What you can’t fault the film is for having noble intentions. It takes up the issue of the tribals – the original inhabitants of our country who have been marginalized and exploited for centuries together. Bhalya (Solkar) son of Shukrya (Sanjay Narvekar) is just interested in the game of cricket while his father wants him to take an education help him escape the miseries of the tribal communities to which they belong. Now, every sports film has a conflict between the bully and the bullied. Shukra and Bhalya are quite obviously the bullied, while the local MLA and his son are bullies. The local MLA harbors a hatred for the tribals, for some reason, and his son is part is already part of the cricket. Bhalya plays the sport well, but there is the big issue of giving him training so that he can be a part of the local cricket team, much against the wishes of the Gajabhau, the local MLA.

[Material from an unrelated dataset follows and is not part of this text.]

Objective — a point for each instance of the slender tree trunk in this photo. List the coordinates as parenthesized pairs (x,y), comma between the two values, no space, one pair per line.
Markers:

Though the film has a decent enough plot, the screenplay meanders. The very basic for a sports film is to grip its viewers with the graph of the story. This doesn’t happen with the film. It all feels very bland and boring. The film suffers from lack of detailing and simplification.
In the acting department too, apart from Sanjay Narvekar, none of the actors make any mark. It also doesn’t help that apart from his role of Shukrya there is hardly any other character that is properly developed.
A misfired attempt at making a cricket film. It is dull and boring, the worst for a sports film.